Kein Rückzug aus dem EGMR, aber Strassburg muss über die Bücher. Ein guter Entscheid des Ständerates. Bewegung kommt in die Asyl- und Zuwanderungsdebatte. Es fehlen Nägel mit Köpfen.
Hannes Germann

Die Herbstsession ist vorüber. Politisches Durchatmen oder gar einige Ferientage? Fehlanzeige. Seit Sonntagabend bin ich als Mitglied der Schweizer Delegation beim Europarat engagiert, am Sitz zahlreicher europäischer Institutionen. Dazu gehören der Europäische Gerichtshof für Menschenrechte (EGMR) oder das EU-Parlament, dessen Sessionen alternierend in Brüssel und Strassburg stattfinden. Oder eben der Europarat, der viermal jährlich eine jeweils einwöchige parlamentarische Versammlung (PVER) abhält. Der Zufall will es, dass die vierte Woche just auf die Herbstsession der Eidgenössischen Räte folgt.

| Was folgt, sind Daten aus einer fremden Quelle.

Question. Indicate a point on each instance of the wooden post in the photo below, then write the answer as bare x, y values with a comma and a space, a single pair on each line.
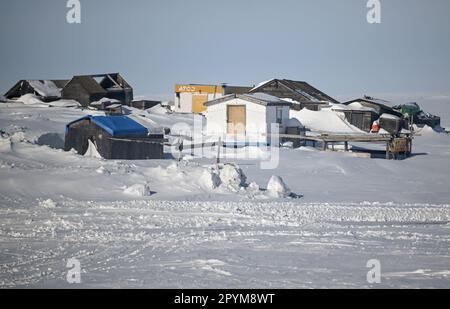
388, 156
219, 145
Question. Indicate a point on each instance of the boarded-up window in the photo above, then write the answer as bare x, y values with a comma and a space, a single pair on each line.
236, 119
198, 103
279, 115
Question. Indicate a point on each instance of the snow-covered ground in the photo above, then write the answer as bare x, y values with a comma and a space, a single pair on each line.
190, 224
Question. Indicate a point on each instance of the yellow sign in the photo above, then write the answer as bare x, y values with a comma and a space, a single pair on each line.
199, 88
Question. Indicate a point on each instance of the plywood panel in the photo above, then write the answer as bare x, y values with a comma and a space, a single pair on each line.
236, 119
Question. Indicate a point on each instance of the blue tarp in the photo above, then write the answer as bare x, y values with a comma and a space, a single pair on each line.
116, 126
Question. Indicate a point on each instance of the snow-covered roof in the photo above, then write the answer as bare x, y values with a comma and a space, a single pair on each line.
116, 126
262, 83
324, 121
298, 90
45, 88
264, 97
258, 98
356, 106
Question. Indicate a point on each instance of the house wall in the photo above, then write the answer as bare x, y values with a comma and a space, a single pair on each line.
271, 116
184, 100
256, 121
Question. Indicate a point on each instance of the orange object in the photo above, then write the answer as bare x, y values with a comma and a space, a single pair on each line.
375, 127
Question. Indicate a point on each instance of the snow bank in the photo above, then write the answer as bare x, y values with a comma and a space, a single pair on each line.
277, 188
138, 190
158, 110
324, 121
64, 103
105, 100
49, 204
29, 99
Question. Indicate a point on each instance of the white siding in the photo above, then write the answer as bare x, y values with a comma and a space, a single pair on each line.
184, 103
256, 126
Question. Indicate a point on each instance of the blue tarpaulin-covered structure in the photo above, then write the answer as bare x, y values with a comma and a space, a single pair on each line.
115, 137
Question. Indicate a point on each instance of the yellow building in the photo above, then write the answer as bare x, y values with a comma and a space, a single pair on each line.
191, 98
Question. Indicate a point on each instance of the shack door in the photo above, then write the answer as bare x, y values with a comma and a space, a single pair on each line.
198, 103
236, 119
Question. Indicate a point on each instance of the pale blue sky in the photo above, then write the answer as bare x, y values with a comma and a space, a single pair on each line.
157, 43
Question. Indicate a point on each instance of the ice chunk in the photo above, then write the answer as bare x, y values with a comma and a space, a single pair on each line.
277, 188
92, 151
231, 175
138, 190
209, 179
49, 203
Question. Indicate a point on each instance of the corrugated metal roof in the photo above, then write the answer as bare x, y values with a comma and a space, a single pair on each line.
116, 126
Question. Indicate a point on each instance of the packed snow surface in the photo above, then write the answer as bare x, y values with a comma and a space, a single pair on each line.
197, 224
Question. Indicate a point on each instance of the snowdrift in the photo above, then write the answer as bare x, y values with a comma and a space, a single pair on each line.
324, 121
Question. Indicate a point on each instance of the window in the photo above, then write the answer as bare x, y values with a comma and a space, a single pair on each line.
279, 115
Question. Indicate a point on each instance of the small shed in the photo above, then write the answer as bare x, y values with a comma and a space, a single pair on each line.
191, 98
248, 118
83, 89
115, 137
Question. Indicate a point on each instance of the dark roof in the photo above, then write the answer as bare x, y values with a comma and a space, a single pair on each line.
88, 83
45, 88
381, 105
116, 126
258, 98
303, 91
236, 89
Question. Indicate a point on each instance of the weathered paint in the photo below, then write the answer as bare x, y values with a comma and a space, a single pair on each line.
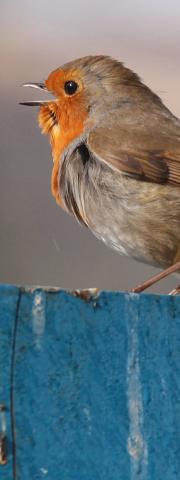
95, 385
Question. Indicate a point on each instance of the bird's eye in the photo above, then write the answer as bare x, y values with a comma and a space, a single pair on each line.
70, 87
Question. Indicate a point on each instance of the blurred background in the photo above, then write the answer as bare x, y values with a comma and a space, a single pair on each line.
39, 243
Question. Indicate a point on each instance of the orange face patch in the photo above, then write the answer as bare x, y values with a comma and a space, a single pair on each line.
63, 120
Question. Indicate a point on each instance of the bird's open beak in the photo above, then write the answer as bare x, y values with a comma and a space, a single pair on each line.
37, 103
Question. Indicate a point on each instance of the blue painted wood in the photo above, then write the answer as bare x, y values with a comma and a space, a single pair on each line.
96, 389
9, 297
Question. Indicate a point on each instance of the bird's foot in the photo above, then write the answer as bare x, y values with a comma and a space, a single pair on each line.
176, 291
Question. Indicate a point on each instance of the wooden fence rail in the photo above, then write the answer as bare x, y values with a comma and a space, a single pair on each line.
89, 390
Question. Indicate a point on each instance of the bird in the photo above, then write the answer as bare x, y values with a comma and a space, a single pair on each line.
116, 157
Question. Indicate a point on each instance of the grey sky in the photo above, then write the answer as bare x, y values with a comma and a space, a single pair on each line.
40, 244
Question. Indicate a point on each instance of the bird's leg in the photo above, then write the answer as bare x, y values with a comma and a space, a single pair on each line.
156, 278
176, 291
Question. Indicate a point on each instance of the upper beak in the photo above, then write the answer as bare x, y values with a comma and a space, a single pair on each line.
39, 86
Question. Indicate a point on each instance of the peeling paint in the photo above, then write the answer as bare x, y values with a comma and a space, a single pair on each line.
39, 317
136, 443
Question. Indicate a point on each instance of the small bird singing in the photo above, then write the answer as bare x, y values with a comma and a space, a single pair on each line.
116, 157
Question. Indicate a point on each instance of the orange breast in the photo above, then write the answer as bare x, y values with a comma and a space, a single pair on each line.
70, 125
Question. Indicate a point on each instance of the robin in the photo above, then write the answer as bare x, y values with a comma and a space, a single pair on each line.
116, 157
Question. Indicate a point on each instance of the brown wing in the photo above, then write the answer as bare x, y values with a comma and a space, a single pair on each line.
154, 157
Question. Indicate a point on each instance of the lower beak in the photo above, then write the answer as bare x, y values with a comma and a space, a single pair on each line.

Der Europarat feiert in diesem Jahr sein 75-jähriges Bestehen, wir haben 2023 unsere 60-jährige Mitgliedschaft gefeiert. Nach dem Ausscheiden Russlands gehören dem Europarat noch 46 Staaten an. Die Kernaufgaben des Europarates leiten sich aus den folgenden drei Pfeilern ab: Schutz und Gewährleistung von Demokratie, Menschenrechten und Rechtsstaatlichkeit. Kein Wunder also, dass auch in dieser Session die meisten Berichte und Traktanden in Zusammenhang mit dem Ukrainekrieg stehen.
Bei seinem ersten Auftritt als Generalsekretär im Plenum des Europarates stellte Alain Berset die breite Palette an Menschenrechtsverletzungen, namentlich im Ukrainekrieg, ins Zentrum seiner Ausführungen. Das Engagement und die Solidarität mit den Opfern dürften auf keinen Fall nachlassen. Womit er breitesten Sukkurs findet, auch was die Bedeutung des EGMR betrifft. Insgesamt ein gelungener Einstieg, auf den unser Land stolz sein darf.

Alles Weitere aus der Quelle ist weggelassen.